I saw on the news how bad some people have it in this storm system. We were all “La lala la… it is still balmy here” until today. Still, I doubt if we get any snow accumulation. No matter how much others get I am in this odd climate strip that does not do snow. Well, sometimes, but not as much as other places in Ohio. And when it does snow- it is un-navigable whereas others are oblivious to the conditions we get. It is totally flat, and thanks to the farming practices of the sixties, practically treeless. Which means those prairie winds scour the land blowing snow across the roads. It then ices up in dangerous slicks. While the city is all cozy with their drifts and piles. But I wouldn’t trade it;)

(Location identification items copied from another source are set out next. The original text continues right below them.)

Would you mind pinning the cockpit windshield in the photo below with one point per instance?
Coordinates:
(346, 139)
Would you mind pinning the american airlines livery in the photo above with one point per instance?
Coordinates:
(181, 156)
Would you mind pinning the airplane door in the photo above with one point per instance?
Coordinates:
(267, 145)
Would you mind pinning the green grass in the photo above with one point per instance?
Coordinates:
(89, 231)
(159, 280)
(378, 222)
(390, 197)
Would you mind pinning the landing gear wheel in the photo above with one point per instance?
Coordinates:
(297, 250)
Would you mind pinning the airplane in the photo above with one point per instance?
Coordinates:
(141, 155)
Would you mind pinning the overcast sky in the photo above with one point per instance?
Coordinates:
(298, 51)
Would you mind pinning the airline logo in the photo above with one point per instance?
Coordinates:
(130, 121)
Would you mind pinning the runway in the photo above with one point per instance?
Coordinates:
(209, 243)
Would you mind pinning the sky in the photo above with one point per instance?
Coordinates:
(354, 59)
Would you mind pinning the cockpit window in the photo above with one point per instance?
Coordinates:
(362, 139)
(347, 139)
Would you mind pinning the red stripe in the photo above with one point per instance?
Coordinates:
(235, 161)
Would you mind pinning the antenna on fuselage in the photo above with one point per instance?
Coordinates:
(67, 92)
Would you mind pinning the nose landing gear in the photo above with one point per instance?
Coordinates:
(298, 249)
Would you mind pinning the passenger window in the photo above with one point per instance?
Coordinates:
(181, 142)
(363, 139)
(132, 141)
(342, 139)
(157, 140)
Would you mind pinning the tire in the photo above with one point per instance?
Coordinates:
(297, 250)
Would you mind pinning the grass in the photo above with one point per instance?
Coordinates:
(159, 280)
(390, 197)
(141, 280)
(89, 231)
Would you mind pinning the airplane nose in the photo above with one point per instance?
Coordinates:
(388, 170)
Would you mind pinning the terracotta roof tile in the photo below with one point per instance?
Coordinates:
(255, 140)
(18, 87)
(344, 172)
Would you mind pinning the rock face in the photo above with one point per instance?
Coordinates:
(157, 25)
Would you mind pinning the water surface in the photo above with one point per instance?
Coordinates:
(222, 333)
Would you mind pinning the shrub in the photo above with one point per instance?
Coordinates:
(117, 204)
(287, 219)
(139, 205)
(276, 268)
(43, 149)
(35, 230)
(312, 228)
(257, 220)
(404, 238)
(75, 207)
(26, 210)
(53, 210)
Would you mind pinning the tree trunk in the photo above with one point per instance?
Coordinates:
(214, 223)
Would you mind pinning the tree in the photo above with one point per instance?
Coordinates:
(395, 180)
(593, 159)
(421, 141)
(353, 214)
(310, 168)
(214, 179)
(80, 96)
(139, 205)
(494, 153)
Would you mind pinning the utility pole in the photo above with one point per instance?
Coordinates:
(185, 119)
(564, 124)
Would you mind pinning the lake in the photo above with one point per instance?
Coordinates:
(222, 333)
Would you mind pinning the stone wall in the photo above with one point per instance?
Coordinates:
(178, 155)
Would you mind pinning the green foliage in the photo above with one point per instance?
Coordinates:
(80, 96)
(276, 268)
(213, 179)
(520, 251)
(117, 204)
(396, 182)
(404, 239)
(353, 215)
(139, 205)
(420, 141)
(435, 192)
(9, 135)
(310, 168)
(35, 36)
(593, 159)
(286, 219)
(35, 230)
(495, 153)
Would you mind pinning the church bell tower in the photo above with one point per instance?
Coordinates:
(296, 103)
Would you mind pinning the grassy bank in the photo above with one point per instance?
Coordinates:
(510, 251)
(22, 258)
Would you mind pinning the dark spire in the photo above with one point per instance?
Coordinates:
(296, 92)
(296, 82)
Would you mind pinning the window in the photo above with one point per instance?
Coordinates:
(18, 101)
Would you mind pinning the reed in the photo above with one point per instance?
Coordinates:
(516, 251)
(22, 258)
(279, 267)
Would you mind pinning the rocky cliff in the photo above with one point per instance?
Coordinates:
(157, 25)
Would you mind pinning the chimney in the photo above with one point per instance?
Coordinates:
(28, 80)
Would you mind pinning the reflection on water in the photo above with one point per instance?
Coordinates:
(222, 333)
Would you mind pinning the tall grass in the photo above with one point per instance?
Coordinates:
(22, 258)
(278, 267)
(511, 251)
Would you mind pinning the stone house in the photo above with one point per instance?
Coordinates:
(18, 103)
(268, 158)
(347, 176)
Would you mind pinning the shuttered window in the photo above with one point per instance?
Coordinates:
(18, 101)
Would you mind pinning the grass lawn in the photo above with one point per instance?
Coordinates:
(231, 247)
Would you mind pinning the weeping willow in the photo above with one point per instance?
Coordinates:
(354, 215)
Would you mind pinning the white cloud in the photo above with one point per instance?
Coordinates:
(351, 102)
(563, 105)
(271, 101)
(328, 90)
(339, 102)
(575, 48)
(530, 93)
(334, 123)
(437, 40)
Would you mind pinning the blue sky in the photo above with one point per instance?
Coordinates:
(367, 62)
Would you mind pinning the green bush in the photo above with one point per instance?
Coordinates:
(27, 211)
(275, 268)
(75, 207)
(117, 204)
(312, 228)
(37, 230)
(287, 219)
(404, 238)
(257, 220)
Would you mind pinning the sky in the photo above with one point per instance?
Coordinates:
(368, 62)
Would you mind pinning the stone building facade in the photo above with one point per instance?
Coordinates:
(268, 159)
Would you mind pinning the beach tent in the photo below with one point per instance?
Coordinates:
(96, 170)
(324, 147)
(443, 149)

I like this sort of cold, and I like stormy weather- the clouds today looked like a solid lead sheet where they met the whitened horizon of sky. The wind kicked up something fierce for awhile. This place gets very windy. My husband hates it, but I’ve grown sort of fond of it. I’m contrarian that way.
So… I was wondering what the Farmers Almanac had to say.
“Shivery is not dead” reveals the 2007 Farmers’ Almanac, alluding to its winter weather forecast. “While global warming has taken up much of our attention (as well as news coverage), our winter predictions are pointing towards widespread cold from coast to coast, especially for the western sections of the country,” shares Peter Geiger, Philom., Editor. Geiger continues, “The cold may not be as frigid as 30 or 40 years ago, but we do expect this to be the coldest winter we’ve seen for quite a few years.” And, after last year’s unusual warmth, this chill might make winter harder than usual.
The 2007 Farmers’ Almanac, released August 28, 2006, predicts the frigid temperatures, as much as 20 degrees below seasonal norms (and nearly 40 degrees colder than last winter), for Montana, the Dakotas and parts of Wyoming. For the Gulf Coast up through New England, unseasonably cold, or “shivery,” conditions are expected.
Snow, and lots of it, is also forecast for the nation’s midsection, parts of New England, and the mountains of the Pacific Northwest. “The Great Lakes and Ohio River Valley may be the only area spared the extreme cold,” reveals Sandi Duncan, Philom., Managing Editor, “but this is not to say this area won’t be without its cold spells and significant snowfalls.”